As a professional group, the quartet members confront matters of teamwork, accountability, and musicianship – the same ideals that they emphasize with their pupils. Says Hadari, “we’re still trying to develop all the skills we want to impart to the kids, like communication, how we take care of each other. That’s the bigger goal of Music Haven: Through music, we’re trying to teach them how to be part of a bigger community.”

In 2007, after a year spent assembling a board of directors, applying for grants, and raising money, Hadari received the go-ahead to establish Music Haven in New Haven public schools. She called in analysts from the Yale School of Management to conduct a needs assessment to decide where to set up residence.

The program began with twelve students. It doubled to twenty-four students in 2009, and trains thirty-six this year. Its waiting list projects over sixty students for next year, at which point Music Haven may be forced to cap the program. All students receive free instruments from Music Haven, which obtains them at wholesale discount with help from local luthier Ute Brinkmann.

Music Haven even has a composer-in-residence—Hadari’s husband, acclaimed violinist Netta Hadari. Mr. Hadari composes music to accompany children’s books like The Lorax and Giraffes Can’t Dance, which the Quartet then performs while Mr. Hadari reads the stories. He is currently working on a piece called “Everyone Knows What a Dragon Looks Like.” The end result will give each quartet member a one-minute solo, played collaboratively with the New Haven Chamber Orchestra and the Music Haven kids themselves.

The Music Haven program is modeled after Community MusicWorks in Providence, Rhode Island, a non-profit organization that aims to unite a lessons program and quartet into a symbiotic entity. Hadari hopes that her quartet will “become more of a feature of the neighborhood” and “bring together a diverse audience” through local, long-standing relationships within the community. The community members must be convinced that Music Haven will not go the way of the many other well-intentioned but short-lived endeavors that originate from Yale. Money is an ongoing concern for an organization funded largely by donations and grants.

But the program is being noticed. Music Haven recently received an Arts Award from the Arts Council of Greater New Haven in 2008 as a “Ground Breaker,” an accolade given to “individuals or organizations whose fresh, raw ideas spur innovative programs.” And David Brensilver, Director of Communications at the Arts council, lauds the program as something that “no one else is doing;” in bringing instrumental lessons to students who wouldn’t have had it before.

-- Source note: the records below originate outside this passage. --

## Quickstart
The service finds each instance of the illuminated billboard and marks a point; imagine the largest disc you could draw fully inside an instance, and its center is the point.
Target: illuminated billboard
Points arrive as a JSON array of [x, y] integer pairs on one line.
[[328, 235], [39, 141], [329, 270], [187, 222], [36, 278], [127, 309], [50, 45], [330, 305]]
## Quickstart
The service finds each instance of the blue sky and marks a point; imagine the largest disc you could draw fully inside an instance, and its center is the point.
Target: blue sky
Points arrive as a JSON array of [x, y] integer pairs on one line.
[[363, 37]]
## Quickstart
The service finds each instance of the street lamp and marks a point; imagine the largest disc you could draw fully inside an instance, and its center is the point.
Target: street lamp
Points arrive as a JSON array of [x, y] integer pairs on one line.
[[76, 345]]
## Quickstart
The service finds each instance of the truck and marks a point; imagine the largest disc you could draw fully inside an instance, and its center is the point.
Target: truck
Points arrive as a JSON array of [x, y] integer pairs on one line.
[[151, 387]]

Hadari does not think of Music Haven as catering to a particular group or ‘serving’ disadvantaged residents, though; instead, the organization should encourage community members of different social, ethnic, and cultural groups to mix. She envisions Music Haven expanding beyond the lessons program to become a “fun place for kids to hang out and play chamber music and talk about issues in their lives, almost like a youth group at church, but revolving around music.”

The program is still finding its footing, but Hadari is committed to helping it adapt and grow. As Hadari says, smiling optimistically and patting her own maternal bulge, “progress comes in baby steps.”